Realize that manipulating a 10 Gb file, transferring it across the (even if local) network, exploring complicated solutions etc all take time.

Sinan Ünür
Feed database and run queries can take magnitude more time than do all processing in perl. (It's from mine experience even you use bulk load and MySQL which is one of fastest approaches what you can use.)
Hynek -Pichi- Vychodil
Once you have the data in a *decent* database, you can run as many queries as you want (even those you did not know you may have wanted to run) with little extra cost.
Sinan Ünür
+1  A: 

I have a co-worker who sped up his FIX reading by going to 64-bit Linux. If it's something worthwhile, drop a little cash to get some fancier hardware.

brian d foy
+4  A: 

This all depends on what kind of preprocessing you can do and and when. On some of systems we have, we gzip such large text files, reducing them to 1/5 to 1/7 of their original size. Part of what makes this possible is we don't need to process these files until hours after they're created, and at creation time we don't really have any other load on the machines.

Processing them is done more or less in the fashion of zcat thosefiles | ourprocessing.(well it's done over unix sockets though with a custom made zcat). It trades cpu time for disk i/o time, and for our system that has been well worth it. There's ofcourse a lot of variables that can make this a very poor design for a particular system.

nos
+6  A: 

Most of the time you will be I/O bound not CPU bound, thus just read this file through normal Perl I/O and process it in single thread. Unless you prove that you can do more I/O than your single CPU work, don't waste your time with anything more. Anyway, you should ask: Why on Earth is this in one huge file? Why on Earth don't they split it in a reasonable way when they generate it? It would be magnitude more worth work. Then you can put it in separate I/O channels and use more CPU's (if you don't use some sort of RAID 0 or NAS or ...).

Measure, don't assume. Don't forget to flush caches before each test. Remember that serialized I/O is a magnitude faster than random.

Hynek -Pichi- Vychodil
+1  A: 

hmmm, but what's wrong with the read() command in C? Usually has a 2GB limit, so just call it 5 times in sequence. That should be fairly fast.

+1  A: 

If you are I/O bound and your file is on a single disk, then there isn't much to do. A straightforward single-threaded linear scan across the whole file is the fastest way to get the data off of the disk. Using large buffer sizes might help a bit.

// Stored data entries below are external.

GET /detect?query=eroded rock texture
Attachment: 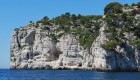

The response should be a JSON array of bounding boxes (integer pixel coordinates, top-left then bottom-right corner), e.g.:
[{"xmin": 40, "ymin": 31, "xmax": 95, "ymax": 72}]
[{"xmin": 10, "ymin": 24, "xmax": 140, "ymax": 71}]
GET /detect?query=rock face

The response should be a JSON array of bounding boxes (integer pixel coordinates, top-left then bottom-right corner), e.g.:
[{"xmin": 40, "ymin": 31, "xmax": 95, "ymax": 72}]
[
  {"xmin": 10, "ymin": 26, "xmax": 93, "ymax": 70},
  {"xmin": 10, "ymin": 23, "xmax": 140, "ymax": 71},
  {"xmin": 91, "ymin": 25, "xmax": 140, "ymax": 71},
  {"xmin": 10, "ymin": 4, "xmax": 140, "ymax": 71}
]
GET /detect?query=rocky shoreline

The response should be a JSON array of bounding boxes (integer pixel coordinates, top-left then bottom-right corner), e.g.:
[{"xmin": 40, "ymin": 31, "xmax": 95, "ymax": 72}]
[{"xmin": 11, "ymin": 67, "xmax": 140, "ymax": 72}]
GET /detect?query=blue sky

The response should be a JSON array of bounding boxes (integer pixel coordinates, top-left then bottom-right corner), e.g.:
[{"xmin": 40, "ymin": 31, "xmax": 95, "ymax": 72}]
[{"xmin": 0, "ymin": 0, "xmax": 140, "ymax": 69}]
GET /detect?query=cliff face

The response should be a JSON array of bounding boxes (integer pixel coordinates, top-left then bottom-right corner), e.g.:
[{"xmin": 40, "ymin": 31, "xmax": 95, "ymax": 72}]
[
  {"xmin": 10, "ymin": 23, "xmax": 140, "ymax": 71},
  {"xmin": 10, "ymin": 26, "xmax": 93, "ymax": 70},
  {"xmin": 91, "ymin": 24, "xmax": 140, "ymax": 71},
  {"xmin": 10, "ymin": 3, "xmax": 140, "ymax": 71}
]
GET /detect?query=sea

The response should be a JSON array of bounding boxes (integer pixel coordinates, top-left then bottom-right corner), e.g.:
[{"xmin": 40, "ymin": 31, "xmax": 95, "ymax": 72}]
[{"xmin": 0, "ymin": 69, "xmax": 140, "ymax": 80}]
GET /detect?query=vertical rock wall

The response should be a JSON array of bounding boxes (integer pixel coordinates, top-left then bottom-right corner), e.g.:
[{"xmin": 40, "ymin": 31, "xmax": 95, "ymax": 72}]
[{"xmin": 10, "ymin": 25, "xmax": 140, "ymax": 71}]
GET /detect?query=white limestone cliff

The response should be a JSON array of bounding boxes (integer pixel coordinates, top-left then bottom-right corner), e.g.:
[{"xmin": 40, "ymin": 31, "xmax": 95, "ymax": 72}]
[
  {"xmin": 10, "ymin": 26, "xmax": 93, "ymax": 70},
  {"xmin": 10, "ymin": 23, "xmax": 140, "ymax": 71}
]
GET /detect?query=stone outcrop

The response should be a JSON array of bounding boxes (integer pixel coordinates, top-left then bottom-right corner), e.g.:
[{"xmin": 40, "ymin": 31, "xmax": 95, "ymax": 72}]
[
  {"xmin": 10, "ymin": 23, "xmax": 140, "ymax": 71},
  {"xmin": 91, "ymin": 24, "xmax": 140, "ymax": 71},
  {"xmin": 10, "ymin": 26, "xmax": 93, "ymax": 70},
  {"xmin": 10, "ymin": 4, "xmax": 140, "ymax": 71}
]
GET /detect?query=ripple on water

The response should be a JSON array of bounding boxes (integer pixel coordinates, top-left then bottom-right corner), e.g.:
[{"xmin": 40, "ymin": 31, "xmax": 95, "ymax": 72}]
[{"xmin": 0, "ymin": 69, "xmax": 140, "ymax": 80}]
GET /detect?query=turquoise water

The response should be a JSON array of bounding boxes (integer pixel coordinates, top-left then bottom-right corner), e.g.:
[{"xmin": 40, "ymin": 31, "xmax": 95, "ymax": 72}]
[{"xmin": 0, "ymin": 69, "xmax": 140, "ymax": 80}]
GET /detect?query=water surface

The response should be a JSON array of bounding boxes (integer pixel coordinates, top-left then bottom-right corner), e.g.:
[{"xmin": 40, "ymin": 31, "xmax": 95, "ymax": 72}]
[{"xmin": 0, "ymin": 69, "xmax": 140, "ymax": 80}]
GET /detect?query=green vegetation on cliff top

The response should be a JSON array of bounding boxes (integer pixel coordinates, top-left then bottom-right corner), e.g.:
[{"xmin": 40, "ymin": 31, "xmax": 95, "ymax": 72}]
[
  {"xmin": 34, "ymin": 13, "xmax": 102, "ymax": 49},
  {"xmin": 27, "ymin": 2, "xmax": 140, "ymax": 50}
]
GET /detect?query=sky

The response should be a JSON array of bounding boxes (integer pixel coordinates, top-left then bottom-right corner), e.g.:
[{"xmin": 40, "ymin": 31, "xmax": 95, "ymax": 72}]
[{"xmin": 0, "ymin": 0, "xmax": 140, "ymax": 69}]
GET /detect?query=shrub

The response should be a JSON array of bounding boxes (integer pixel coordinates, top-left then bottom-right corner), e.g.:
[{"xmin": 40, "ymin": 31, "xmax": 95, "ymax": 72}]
[
  {"xmin": 37, "ymin": 16, "xmax": 50, "ymax": 25},
  {"xmin": 130, "ymin": 10, "xmax": 137, "ymax": 16},
  {"xmin": 29, "ymin": 21, "xmax": 33, "ymax": 24},
  {"xmin": 63, "ymin": 25, "xmax": 71, "ymax": 33},
  {"xmin": 79, "ymin": 36, "xmax": 85, "ymax": 45},
  {"xmin": 49, "ymin": 34, "xmax": 59, "ymax": 44},
  {"xmin": 101, "ymin": 40, "xmax": 121, "ymax": 50},
  {"xmin": 137, "ymin": 2, "xmax": 140, "ymax": 8},
  {"xmin": 79, "ymin": 36, "xmax": 95, "ymax": 49},
  {"xmin": 79, "ymin": 31, "xmax": 96, "ymax": 49},
  {"xmin": 130, "ymin": 39, "xmax": 140, "ymax": 49},
  {"xmin": 104, "ymin": 2, "xmax": 123, "ymax": 14},
  {"xmin": 14, "ymin": 28, "xmax": 19, "ymax": 31},
  {"xmin": 104, "ymin": 13, "xmax": 120, "ymax": 26},
  {"xmin": 131, "ymin": 3, "xmax": 136, "ymax": 6},
  {"xmin": 124, "ymin": 4, "xmax": 129, "ymax": 7}
]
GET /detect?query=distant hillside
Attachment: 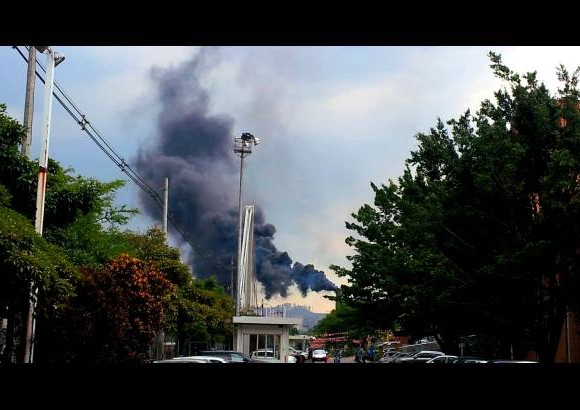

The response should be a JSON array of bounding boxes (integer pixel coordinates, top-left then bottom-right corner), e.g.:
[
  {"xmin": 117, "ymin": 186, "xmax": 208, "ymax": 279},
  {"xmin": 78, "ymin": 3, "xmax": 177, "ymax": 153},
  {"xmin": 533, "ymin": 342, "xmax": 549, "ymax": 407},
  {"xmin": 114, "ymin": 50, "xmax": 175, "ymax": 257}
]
[{"xmin": 273, "ymin": 303, "xmax": 327, "ymax": 330}]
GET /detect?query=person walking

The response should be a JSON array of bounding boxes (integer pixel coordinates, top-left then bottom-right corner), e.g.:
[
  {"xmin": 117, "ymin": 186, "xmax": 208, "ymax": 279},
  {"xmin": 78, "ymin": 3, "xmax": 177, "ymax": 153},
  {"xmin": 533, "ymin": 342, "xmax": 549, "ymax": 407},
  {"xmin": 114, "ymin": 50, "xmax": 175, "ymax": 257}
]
[
  {"xmin": 333, "ymin": 347, "xmax": 342, "ymax": 363},
  {"xmin": 355, "ymin": 347, "xmax": 362, "ymax": 363}
]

If you can convince the writer of the file to stripe it across multiple disks / machines, then you could think about multithreading the reader (one thread per read head, each thread reading the data from a single stripe).

Keith Randall
A: 

Its not stated in the problem that sequence matters really or not. So, divide the file into equal parts say 1GB each, and since you are using multiple CPUs, then multiple threads wont be a problem, so read each file using separate thread, and use RAM of capacity > 10 GB, then all your contents would be stored in RAM read by multiple threads.